Несмотря на возраст, глаза да Понте, когда он смотрел на Дебору, вспыхивали огоньком. Она смущалась от этого проявления старческого сластолюбия и не знала, как себя вести, но знаки внимания, которые он ей оказывал, льстили ее женскому тщеславию. Однако, когда либреттист под столом прижался к ней коленом, она не выдержала. Этот убеленный сединами распутник стал ей противен. Резко поднявшись из-за стола, она сказала:
– Нам пора. У нас еще одно свидание…
Схватив жену за локоть, Джэсон заставил ее сесть и пояснил:
– У моей жены плохая память… Свидание назначено на завтра.

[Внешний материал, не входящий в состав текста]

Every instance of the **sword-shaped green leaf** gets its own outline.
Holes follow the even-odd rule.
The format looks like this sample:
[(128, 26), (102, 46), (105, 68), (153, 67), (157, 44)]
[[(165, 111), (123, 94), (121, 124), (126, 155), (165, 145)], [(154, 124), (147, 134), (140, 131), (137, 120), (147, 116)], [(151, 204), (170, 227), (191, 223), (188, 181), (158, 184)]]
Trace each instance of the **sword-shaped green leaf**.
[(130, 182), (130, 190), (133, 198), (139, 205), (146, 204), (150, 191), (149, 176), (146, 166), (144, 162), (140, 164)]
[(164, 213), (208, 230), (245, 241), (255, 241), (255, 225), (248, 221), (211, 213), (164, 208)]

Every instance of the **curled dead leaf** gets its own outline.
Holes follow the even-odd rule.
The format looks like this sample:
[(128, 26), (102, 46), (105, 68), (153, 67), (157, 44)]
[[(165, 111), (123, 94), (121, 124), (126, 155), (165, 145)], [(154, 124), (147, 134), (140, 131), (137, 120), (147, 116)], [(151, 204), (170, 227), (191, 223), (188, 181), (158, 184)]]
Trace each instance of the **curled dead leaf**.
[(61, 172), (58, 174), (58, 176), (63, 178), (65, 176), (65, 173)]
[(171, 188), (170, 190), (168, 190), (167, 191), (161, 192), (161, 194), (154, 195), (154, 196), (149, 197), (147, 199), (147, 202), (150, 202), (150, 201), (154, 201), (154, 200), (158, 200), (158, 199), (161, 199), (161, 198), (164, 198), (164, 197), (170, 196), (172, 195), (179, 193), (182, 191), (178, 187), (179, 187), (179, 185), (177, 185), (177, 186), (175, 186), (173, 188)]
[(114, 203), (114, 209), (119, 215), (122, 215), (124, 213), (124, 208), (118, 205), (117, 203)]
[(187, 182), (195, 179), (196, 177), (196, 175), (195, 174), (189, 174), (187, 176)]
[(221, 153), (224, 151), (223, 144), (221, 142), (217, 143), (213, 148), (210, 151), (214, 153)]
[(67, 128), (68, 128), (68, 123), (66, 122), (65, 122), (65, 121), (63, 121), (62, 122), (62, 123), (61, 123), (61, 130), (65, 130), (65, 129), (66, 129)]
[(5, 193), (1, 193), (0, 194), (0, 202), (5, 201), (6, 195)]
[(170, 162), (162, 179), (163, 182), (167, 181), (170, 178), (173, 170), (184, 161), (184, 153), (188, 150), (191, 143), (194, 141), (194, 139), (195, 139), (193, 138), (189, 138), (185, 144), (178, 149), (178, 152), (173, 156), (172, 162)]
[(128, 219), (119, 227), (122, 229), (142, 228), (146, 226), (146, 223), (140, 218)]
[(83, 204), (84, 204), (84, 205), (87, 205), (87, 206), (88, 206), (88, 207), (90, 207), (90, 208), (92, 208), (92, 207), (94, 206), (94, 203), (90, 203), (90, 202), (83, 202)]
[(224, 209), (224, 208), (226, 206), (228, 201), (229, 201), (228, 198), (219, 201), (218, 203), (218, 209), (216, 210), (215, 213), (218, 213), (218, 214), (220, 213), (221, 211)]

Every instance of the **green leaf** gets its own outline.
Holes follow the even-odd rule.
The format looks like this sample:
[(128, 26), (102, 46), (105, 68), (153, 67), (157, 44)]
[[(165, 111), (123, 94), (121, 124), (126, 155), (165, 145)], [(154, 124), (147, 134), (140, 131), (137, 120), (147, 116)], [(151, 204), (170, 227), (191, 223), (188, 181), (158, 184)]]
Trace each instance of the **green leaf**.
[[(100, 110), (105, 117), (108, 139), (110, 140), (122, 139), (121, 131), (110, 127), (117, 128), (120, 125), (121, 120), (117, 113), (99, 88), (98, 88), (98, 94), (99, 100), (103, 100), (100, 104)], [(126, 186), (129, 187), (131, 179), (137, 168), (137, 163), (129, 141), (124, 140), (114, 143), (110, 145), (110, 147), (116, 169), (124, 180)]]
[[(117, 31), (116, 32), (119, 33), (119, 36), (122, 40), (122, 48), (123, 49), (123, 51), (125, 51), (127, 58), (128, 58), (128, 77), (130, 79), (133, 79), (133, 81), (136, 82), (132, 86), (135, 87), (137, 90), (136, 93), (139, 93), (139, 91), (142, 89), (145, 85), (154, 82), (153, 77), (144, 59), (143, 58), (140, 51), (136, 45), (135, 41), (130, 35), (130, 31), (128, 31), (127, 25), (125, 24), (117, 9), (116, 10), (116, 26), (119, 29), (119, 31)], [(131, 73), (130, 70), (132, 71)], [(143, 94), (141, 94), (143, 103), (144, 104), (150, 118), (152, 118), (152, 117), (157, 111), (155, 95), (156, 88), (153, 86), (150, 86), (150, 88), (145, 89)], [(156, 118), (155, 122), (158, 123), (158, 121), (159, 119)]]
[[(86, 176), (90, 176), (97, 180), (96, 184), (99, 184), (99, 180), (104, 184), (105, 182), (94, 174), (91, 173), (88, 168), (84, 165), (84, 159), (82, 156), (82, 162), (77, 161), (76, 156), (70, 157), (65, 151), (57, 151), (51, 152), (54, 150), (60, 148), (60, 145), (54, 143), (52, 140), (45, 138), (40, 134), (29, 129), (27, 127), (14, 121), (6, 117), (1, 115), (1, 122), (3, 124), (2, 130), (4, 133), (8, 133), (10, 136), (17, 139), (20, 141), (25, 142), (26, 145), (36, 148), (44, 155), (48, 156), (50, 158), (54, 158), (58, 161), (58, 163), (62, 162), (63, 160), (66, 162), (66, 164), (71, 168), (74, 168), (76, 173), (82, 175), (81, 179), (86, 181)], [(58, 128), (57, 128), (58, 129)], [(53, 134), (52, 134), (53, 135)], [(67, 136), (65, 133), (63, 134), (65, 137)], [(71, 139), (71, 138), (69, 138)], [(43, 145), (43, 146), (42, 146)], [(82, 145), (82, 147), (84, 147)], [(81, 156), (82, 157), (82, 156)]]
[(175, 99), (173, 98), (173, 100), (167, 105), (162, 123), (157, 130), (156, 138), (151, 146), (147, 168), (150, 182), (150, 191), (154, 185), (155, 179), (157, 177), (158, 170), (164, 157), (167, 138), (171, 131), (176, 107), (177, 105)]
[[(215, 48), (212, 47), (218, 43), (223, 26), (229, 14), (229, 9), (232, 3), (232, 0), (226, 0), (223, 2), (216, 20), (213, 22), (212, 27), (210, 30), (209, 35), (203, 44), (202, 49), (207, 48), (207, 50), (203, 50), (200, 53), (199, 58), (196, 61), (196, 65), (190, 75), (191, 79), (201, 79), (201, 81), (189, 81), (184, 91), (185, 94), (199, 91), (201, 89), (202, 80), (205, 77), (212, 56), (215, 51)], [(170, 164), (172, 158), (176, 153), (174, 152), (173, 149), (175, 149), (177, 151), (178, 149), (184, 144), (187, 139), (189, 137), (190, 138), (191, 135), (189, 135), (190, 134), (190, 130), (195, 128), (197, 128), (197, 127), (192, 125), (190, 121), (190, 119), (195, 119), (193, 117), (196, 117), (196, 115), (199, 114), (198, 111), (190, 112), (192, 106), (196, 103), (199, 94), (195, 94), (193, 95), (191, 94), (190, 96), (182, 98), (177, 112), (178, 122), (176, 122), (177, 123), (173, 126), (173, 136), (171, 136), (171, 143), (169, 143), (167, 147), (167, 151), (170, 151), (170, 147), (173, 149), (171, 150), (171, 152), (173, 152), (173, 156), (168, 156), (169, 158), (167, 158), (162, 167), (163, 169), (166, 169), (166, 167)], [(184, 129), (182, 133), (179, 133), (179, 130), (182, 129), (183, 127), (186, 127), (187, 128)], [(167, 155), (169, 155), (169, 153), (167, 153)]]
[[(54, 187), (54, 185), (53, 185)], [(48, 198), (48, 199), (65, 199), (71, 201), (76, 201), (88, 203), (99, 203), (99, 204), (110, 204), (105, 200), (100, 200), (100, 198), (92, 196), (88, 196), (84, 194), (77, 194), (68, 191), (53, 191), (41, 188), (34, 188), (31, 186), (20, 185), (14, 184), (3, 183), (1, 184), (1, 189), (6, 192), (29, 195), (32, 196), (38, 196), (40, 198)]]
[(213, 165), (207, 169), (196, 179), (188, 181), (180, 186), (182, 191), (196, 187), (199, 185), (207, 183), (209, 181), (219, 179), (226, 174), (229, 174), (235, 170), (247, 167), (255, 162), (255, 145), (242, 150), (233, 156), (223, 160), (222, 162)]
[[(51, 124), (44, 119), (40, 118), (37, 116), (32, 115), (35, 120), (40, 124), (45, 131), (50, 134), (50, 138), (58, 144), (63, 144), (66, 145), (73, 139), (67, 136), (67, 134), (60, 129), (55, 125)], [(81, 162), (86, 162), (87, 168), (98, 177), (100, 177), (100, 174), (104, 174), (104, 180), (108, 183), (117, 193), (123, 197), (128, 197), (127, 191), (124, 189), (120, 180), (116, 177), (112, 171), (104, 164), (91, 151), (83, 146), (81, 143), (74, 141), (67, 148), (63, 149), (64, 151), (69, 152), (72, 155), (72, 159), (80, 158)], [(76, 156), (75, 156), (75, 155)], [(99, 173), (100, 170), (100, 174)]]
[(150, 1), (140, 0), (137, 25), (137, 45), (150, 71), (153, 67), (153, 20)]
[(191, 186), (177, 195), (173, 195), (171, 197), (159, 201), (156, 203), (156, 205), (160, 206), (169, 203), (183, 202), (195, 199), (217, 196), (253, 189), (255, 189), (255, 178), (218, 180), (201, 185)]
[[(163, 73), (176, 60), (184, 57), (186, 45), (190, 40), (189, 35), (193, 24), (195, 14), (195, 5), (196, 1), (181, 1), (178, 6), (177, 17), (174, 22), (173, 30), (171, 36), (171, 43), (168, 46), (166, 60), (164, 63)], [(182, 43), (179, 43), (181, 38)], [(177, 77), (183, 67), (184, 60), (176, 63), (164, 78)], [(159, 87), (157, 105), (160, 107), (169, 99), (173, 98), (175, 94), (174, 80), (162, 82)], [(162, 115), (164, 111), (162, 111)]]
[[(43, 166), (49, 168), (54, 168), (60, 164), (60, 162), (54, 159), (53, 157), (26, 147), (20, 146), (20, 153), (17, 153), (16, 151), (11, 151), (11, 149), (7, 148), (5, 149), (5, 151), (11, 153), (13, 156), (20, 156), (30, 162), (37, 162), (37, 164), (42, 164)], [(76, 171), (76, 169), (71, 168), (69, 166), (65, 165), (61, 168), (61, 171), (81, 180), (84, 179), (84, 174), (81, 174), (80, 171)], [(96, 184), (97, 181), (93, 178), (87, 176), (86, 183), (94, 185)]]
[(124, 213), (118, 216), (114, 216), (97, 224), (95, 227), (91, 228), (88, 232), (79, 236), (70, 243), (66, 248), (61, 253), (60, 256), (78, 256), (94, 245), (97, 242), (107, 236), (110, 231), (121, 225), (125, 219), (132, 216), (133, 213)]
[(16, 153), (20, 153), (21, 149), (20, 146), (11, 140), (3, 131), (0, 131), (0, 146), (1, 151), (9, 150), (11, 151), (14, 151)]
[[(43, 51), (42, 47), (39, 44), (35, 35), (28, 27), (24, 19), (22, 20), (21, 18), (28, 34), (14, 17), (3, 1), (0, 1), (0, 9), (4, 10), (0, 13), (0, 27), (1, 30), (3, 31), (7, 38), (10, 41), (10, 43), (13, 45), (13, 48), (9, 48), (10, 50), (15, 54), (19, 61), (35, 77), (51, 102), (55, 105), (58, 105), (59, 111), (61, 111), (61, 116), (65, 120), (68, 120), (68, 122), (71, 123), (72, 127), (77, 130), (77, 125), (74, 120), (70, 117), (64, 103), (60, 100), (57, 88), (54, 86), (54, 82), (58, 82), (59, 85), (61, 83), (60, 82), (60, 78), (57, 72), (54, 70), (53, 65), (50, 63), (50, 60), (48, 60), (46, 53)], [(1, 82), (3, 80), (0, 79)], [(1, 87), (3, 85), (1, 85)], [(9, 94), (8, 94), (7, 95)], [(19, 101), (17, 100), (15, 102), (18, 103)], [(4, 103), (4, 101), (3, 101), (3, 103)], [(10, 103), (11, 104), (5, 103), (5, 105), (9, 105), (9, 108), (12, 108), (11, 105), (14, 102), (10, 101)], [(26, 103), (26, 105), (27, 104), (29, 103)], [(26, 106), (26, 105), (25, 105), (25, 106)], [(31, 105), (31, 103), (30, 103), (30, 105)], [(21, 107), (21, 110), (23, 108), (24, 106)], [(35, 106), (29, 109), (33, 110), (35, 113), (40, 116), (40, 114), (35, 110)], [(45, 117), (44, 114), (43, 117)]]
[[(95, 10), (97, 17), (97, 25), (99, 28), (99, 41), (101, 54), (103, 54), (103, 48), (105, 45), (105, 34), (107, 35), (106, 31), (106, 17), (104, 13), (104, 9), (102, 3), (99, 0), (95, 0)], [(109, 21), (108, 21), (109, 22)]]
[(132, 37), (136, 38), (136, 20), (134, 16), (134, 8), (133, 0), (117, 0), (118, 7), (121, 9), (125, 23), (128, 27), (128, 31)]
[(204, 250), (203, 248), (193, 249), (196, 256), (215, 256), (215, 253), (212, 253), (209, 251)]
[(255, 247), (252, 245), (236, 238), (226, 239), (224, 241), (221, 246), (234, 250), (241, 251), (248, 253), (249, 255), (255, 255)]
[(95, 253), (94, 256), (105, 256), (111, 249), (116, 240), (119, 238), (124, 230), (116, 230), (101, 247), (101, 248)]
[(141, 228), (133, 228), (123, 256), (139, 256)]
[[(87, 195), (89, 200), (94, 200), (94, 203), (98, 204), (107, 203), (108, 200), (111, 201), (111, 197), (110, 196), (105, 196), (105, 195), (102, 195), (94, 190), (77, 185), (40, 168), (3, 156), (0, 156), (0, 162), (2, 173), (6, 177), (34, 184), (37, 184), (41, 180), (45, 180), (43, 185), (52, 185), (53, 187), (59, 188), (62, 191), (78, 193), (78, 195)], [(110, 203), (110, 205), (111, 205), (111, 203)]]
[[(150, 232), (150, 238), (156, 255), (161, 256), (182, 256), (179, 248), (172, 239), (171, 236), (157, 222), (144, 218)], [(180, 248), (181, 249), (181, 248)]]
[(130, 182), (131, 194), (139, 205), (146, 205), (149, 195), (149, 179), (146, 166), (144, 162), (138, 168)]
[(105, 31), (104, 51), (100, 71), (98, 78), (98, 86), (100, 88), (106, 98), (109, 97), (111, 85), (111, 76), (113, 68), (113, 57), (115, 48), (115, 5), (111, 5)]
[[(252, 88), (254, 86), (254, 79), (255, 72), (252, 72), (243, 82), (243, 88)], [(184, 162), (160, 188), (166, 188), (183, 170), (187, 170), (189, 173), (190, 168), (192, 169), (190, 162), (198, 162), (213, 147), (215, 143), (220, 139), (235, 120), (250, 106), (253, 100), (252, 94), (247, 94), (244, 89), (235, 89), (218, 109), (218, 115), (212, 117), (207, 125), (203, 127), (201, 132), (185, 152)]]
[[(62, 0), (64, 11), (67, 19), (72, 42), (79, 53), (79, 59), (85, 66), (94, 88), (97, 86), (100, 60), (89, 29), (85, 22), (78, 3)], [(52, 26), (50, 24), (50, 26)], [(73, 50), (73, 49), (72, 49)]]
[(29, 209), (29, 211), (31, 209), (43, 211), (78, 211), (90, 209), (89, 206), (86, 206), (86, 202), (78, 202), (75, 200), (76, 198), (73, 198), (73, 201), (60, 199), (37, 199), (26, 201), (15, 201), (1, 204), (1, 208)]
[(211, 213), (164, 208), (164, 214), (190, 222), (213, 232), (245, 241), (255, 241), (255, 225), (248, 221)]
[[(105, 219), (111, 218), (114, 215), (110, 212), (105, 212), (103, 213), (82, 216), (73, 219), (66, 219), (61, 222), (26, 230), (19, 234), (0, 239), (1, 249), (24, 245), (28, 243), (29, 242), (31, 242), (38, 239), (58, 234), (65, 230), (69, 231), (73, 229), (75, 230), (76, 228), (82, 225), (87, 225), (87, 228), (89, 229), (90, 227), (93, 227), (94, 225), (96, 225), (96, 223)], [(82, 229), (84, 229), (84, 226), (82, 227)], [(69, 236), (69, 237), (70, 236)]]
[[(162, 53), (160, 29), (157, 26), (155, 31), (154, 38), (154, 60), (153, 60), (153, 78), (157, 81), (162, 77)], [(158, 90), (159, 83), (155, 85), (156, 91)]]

Дебора сидела не двигаясь, ничем не выдавая обиды, хотя в душе кипела от гнева.
– Прошу прощения, госпожа Отис, если я явился причиной возникшего недоразумения… Против «Свадьбы Фигаро» действительно был создан целый заговор, – сказал да Понте.
– Синьор да Понте, вы как раз собирались рассказать нам о «Свадьбе Фигаро». О Моцарте и Сальери, – напомнил Джэсон.
Да Понте закрыл глаза и мысленно погрузился в прошлое. С улицы доносился стук копыт по булыжной мостовой, время от времени тишину нарушали взрывы смеха и звон бокалов, долетавшие из зала.
Итак, Сальери, можно считать, мертв, размышлял поэт, так же как и его главный соперник Моцарт. Уж не оттого ли Сальери пытался покончить с собой, что теперь, после смерти Моцарта, слава последнего намного превзошла его собственную славу, хотя он и оставался первым императорским капельмейстером? Может, его больной ум, истерзанный бесконечной завистью к Моцарту, толкнул его на самоубийство и то лишь из желания привлечь к себе внимание?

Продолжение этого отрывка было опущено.